I left that place without anyone saying goodbye to me. The wind was cold as it pierced my cheek. It made the tears that swelled up in my eyes sting; it was hard to hold them back, but luckily  I managed to hold most of them; the ones that escaped were pushed aside as allergies. I walked to the bus stop that I had used many times before and waiting for it to arrive. There were others outside, but not one of them gave a single damn about anything other than their lives and problems...a thought rushed in my head at that very moment:

maybe i should be the same...


----------



## Austin Silver (Mar 17, 2018)

Sixteen years since my sixteenth birthday.  I recall waiting for that day to come.  It couldn’t have come soon enough.  I figured that the moment I turned sixteen, a whole new world would have opened up to me, and I would be free to do as I wish.  Foolish thinking got me into most of the problems I’ve faced in my life.


----------



## MsRavage (Mar 17, 2018)

The year is 2030. We are attempting to colonize a new planet. They've brought me along thinking i can make a difference due to my...abilities. "you're made for this" they say. My squad is all gone. No footsteps anywhere, but a large growl in the distance. I run towards it, but there is nothing visible; i feel a strange feeling that im in danger.


----------



## Sablesword (Mar 24, 2018)

I've already used this one, but someone else could write a completely different story based on it: 

Someone has been leaving a cookie on the protagonist's desk every day for the past week. This morning the protagonist finds that the cookie has been left with a note.


----------



## Sablesword (Mar 24, 2018)

He had just turned twenty-one, and his head was stuffed with good advice for making his first purchase - from his father, from his uncle, and from Professor Garris, among others. But when he entered the dealer's showroom, the sight of those beauties on display made his brain leak. All the good advice drained away. Now a salesman came forward, a professional smile on his face. "May I help you, sir?"


----------



## Skychickens (Mar 30, 2018)

Hm. Here's one for a fanfiction for a game/story series where there's a large gap of time between them. 
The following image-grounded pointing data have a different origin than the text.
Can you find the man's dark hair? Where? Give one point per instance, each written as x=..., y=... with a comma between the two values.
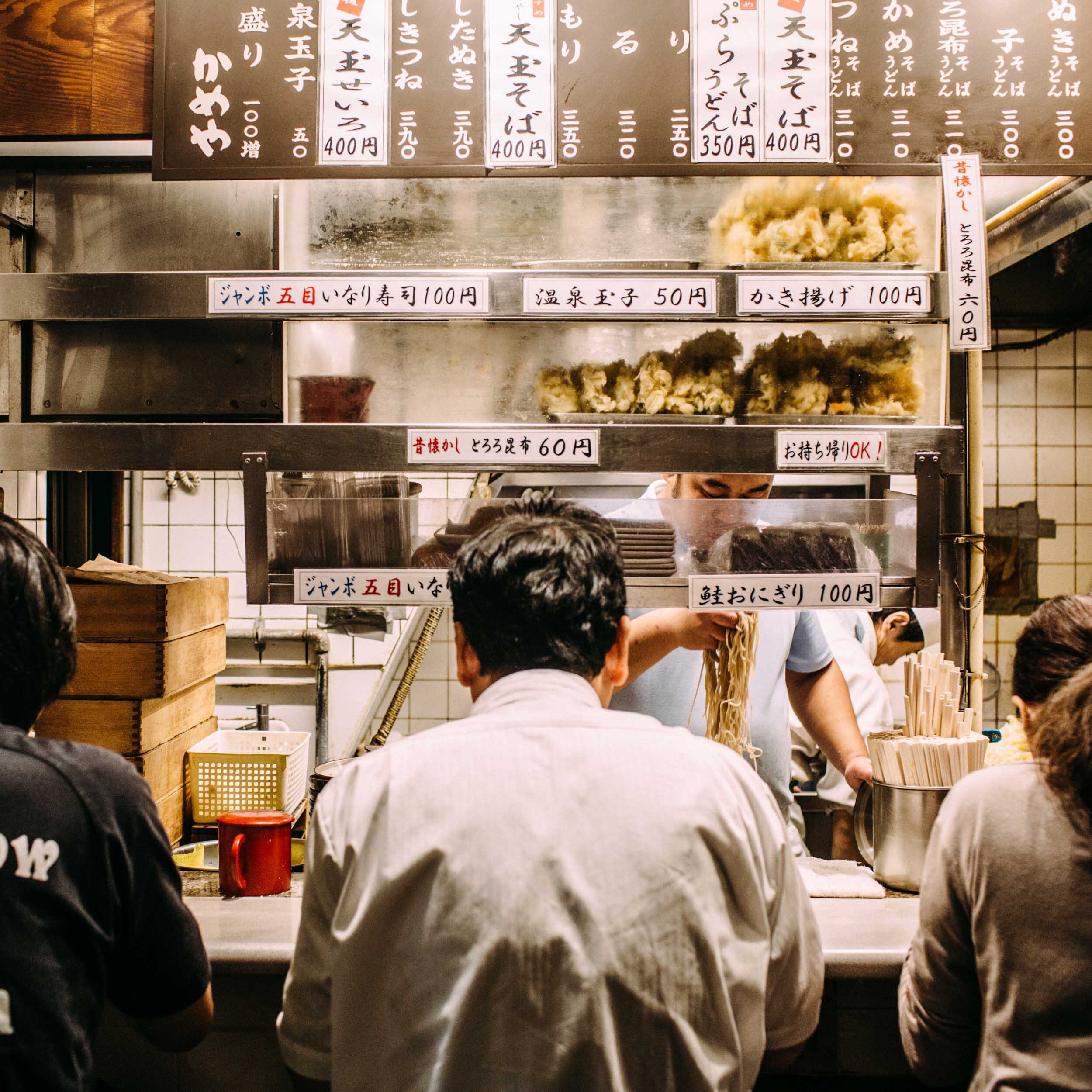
x=912, y=632
x=1055, y=645
x=543, y=588
x=38, y=626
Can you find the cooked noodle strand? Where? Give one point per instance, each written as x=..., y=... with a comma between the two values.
x=729, y=671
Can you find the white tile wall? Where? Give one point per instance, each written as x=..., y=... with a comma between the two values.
x=24, y=498
x=1044, y=453
x=204, y=533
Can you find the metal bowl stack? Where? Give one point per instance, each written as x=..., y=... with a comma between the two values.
x=321, y=778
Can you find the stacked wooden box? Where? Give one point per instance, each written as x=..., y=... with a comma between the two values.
x=150, y=647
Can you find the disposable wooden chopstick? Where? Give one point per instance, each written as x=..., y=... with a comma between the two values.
x=948, y=718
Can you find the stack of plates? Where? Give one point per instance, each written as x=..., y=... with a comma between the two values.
x=648, y=547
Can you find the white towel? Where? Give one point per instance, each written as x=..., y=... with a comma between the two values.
x=838, y=879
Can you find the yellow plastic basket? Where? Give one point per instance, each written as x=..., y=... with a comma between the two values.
x=234, y=771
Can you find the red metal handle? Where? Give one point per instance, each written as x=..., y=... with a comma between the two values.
x=236, y=868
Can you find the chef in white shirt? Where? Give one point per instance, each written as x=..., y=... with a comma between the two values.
x=861, y=643
x=794, y=667
x=549, y=895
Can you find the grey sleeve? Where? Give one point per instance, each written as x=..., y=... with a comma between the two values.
x=940, y=1001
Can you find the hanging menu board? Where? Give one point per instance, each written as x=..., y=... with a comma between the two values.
x=450, y=88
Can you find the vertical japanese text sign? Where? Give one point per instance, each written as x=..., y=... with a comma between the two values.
x=726, y=81
x=521, y=73
x=796, y=81
x=966, y=231
x=353, y=97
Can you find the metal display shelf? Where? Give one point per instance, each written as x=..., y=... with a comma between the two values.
x=70, y=297
x=653, y=593
x=740, y=449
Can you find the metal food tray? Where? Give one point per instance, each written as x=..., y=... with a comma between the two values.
x=822, y=420
x=637, y=418
x=820, y=267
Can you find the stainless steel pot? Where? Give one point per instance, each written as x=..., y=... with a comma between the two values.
x=892, y=825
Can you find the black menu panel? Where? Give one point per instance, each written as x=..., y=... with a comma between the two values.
x=450, y=88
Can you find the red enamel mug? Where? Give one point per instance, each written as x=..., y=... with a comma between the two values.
x=255, y=852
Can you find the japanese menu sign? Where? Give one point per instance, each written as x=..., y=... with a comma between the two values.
x=966, y=237
x=829, y=447
x=377, y=587
x=589, y=295
x=425, y=88
x=511, y=447
x=833, y=294
x=785, y=591
x=348, y=294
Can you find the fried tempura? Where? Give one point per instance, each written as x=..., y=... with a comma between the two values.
x=798, y=375
x=807, y=220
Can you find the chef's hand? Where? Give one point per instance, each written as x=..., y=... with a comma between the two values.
x=857, y=771
x=699, y=632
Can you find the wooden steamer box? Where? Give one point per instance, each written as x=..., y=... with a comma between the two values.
x=149, y=649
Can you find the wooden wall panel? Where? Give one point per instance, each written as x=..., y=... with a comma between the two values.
x=75, y=68
x=121, y=75
x=45, y=67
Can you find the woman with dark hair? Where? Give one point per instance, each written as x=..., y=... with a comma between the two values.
x=997, y=983
x=90, y=900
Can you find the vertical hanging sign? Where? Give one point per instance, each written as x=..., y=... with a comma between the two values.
x=521, y=73
x=966, y=235
x=796, y=81
x=353, y=97
x=726, y=81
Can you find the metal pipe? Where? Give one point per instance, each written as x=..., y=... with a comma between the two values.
x=977, y=580
x=318, y=641
x=427, y=632
x=137, y=518
x=1030, y=199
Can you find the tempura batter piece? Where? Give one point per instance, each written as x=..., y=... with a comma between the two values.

What would your character in an older version do if they ended up in the newer one?

For example: I wrote a ton about what would have happened if my vampire khajiit DB Listener from Oblivion woke up in Skyrim. That was way more fun than it should have been honestly.


----------



## Ichthy (Jun 29, 2018)

Taking a short breath in while my hand lay limp in the flowing water. My tired eyes struggled as I slowly opened them. The room was flooded with dark grey water. My attention turned to my hand in the water. It felt thick like molasses but flowed smoothly like simple water. My mind started to race as I whispered to myself a question,"What happened here?"
---------------------------------------------------------
I think this can be either a great disaster or monster horror story of sorts. I hope this can inspire a great story for you and I hope that you have a good day.


----------